Jonah Entera, a 34-year-old caretaker of the Shrine of Biato Pedro Calungsod along D. Jakosalem Street in Cebu City, said the Visayan youth martyr’s life had inspired him in his six years of service in the sanctuary.
“I’m hoping young people will strive to be good and avoid evil. May they learn how to fear the Lord,” said Entera.
He was happy to learn that Calungsod may become the Philippines’ second saint after San Lorenzo Ruiz.
“We’ve been waiting for quite some time for his canonization,” Entera said.
The Vatican’s Congregation for the Causes of Saints “unanimously” decided to endorse Blessed Pedro Calungsod’s canonization to Pope Benedict XVI.
Canonization is the “concession of public worship in the Universal Church.”
The Holy See Press Office declared that “pontifical infallibility is involved” in declaring a person a saint.
In serving the Blessed Calungsod’s shrine, Entera said he learned to pray the rosary daily and be closer to God.
“I’m inspired by Blessed Pedro,” said Entera, a father of a 5-year-old boy.
He said he is praying that the Lord, through the intercession of Blessed Pedro Calungsod, would grant his family good health and blessed future.
Merlito Cabigas, who had been serving in the youth ministry of St. Francis of Assisi in Naga City for 15 years, said the Cebuano youth would have someone to look up to in Calungsod.
“Even if he’s already in heaven, he thinks like us and speaks our language. There would always be a sense of pride because he is from here,” Cabigas said.
He said their ministry would hold an annual novena to ask for Calungsod’s canonization after his beatification in March 5, 2000.
Cabigas said he committed his service in the youth ministry to Calungsod, the patron saint of the Youth of the Cebu Archdiocese.

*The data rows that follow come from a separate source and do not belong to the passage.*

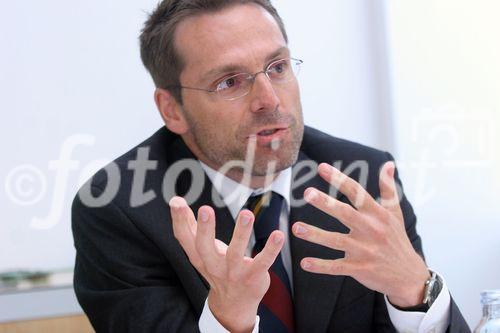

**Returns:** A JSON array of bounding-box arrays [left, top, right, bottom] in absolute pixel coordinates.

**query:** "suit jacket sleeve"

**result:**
[[72, 186, 199, 332]]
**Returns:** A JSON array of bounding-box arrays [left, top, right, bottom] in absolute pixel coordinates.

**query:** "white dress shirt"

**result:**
[[198, 162, 451, 333]]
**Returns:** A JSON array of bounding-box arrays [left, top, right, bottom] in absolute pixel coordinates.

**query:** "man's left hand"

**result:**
[[292, 162, 430, 307]]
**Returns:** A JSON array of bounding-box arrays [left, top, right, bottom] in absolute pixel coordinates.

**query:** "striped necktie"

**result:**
[[246, 192, 294, 333]]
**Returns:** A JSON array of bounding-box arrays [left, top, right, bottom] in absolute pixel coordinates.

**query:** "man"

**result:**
[[73, 0, 469, 332]]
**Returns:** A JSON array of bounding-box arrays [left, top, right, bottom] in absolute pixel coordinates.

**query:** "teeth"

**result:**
[[259, 130, 276, 136]]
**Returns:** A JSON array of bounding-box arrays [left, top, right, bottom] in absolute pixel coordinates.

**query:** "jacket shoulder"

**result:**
[[301, 126, 392, 163]]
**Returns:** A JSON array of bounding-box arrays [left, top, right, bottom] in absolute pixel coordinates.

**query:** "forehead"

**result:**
[[175, 4, 286, 79]]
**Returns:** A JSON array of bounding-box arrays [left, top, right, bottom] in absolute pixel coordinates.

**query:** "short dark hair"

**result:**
[[139, 0, 288, 104]]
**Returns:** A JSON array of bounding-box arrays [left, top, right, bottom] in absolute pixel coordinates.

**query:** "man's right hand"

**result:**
[[169, 197, 284, 332]]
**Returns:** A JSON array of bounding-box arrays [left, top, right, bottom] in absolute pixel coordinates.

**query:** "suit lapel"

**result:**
[[290, 152, 348, 332]]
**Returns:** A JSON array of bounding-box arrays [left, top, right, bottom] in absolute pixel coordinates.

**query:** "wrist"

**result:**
[[387, 268, 431, 308], [207, 291, 259, 333]]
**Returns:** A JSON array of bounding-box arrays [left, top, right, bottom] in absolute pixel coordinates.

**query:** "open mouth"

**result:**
[[257, 128, 281, 136]]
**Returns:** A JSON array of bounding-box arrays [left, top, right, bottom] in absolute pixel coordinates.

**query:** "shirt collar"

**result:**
[[200, 161, 292, 220]]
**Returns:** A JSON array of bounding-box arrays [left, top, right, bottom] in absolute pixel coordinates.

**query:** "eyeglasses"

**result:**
[[167, 58, 303, 101]]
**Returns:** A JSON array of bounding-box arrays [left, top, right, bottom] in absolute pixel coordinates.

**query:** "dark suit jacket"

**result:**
[[72, 127, 469, 333]]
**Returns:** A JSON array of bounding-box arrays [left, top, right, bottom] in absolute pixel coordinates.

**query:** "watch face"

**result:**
[[428, 275, 443, 306]]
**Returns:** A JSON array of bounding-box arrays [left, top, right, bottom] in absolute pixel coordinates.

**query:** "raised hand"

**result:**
[[292, 162, 429, 307], [170, 197, 284, 332]]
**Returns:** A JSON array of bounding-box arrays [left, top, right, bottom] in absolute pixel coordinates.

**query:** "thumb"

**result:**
[[379, 161, 400, 213]]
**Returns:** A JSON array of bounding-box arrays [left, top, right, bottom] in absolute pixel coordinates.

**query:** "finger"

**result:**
[[379, 161, 400, 213], [300, 257, 356, 276], [226, 210, 254, 268], [195, 206, 220, 274], [304, 187, 361, 229], [249, 230, 285, 275], [292, 222, 355, 252], [318, 163, 378, 210], [169, 197, 200, 268]]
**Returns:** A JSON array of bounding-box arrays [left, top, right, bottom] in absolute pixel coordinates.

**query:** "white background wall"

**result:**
[[387, 0, 500, 326], [0, 0, 499, 326]]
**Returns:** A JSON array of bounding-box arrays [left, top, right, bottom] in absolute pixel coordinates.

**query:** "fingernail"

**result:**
[[200, 210, 208, 222], [241, 215, 251, 226], [274, 234, 283, 245], [305, 189, 318, 201], [319, 164, 332, 176], [295, 225, 307, 235]]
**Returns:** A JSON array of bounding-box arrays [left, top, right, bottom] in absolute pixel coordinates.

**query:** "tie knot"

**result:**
[[245, 191, 284, 242]]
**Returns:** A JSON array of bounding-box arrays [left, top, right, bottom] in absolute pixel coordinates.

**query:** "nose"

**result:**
[[251, 73, 280, 112]]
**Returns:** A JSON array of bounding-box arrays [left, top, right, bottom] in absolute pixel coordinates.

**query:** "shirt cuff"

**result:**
[[198, 298, 260, 333], [384, 271, 451, 333]]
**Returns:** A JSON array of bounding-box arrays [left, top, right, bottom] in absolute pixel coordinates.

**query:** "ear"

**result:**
[[155, 88, 189, 135]]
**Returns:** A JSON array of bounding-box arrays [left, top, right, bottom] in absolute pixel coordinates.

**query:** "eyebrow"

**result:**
[[202, 46, 290, 80]]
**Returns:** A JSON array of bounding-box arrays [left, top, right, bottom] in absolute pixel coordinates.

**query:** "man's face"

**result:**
[[175, 4, 304, 176]]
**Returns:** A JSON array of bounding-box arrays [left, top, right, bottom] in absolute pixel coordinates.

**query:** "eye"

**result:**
[[215, 74, 243, 91], [269, 60, 289, 75]]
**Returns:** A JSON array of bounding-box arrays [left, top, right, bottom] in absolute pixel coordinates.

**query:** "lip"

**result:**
[[248, 126, 290, 146], [248, 125, 290, 138]]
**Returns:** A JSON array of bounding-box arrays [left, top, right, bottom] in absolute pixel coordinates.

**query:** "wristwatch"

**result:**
[[422, 270, 443, 308]]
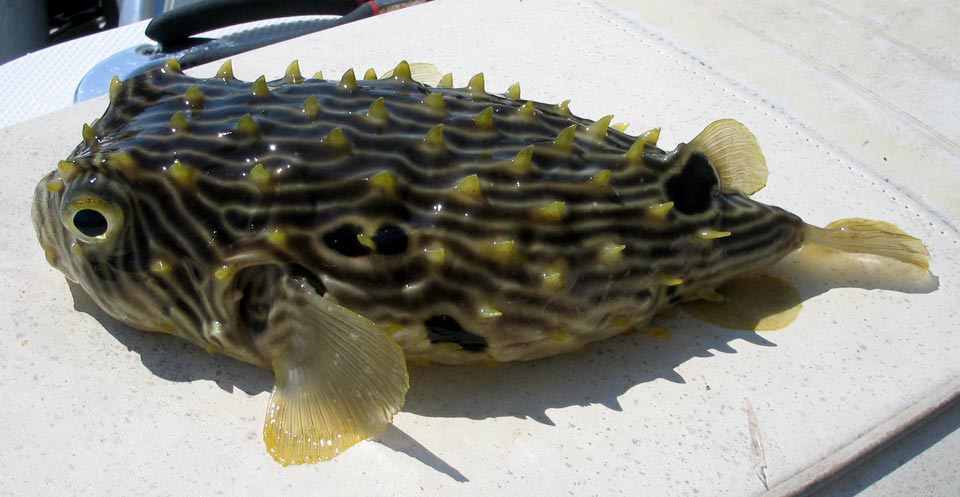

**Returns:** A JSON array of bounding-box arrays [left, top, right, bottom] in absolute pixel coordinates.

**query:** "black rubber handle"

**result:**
[[146, 0, 364, 45]]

For her part, 25-year-old Krishna Jacalan, youth coordinator for the Commission on Youth in the Cebu Archdiocese, said Calungsod’s canonization would motivate young Cebuanos to do more in serving the Church.
“We specially need a role model now because we are faced with many temptations,” Jacalan said.
She said Calungsod’s impending admission to sainthood coincides with the celebration of the Year of the Youth worldwide.
Calungsod, a teenager from the Visayas, was among the first to serve on a mission organized by Fr. Diego de San Vitores to the Ladrones Islands in the Western Pacific, Marianas, on June 16, 1668.
Trained by the Jesuits, Calungsod mastered catechism and learned how to read, write and deliver discourses in Visayan, Spanish and Chamorro.
On April 2, 1672, he and Fr. Diego were speared with a cutlass by two villagers in Tumhon, Guam, for catechizing and baptizing the natives.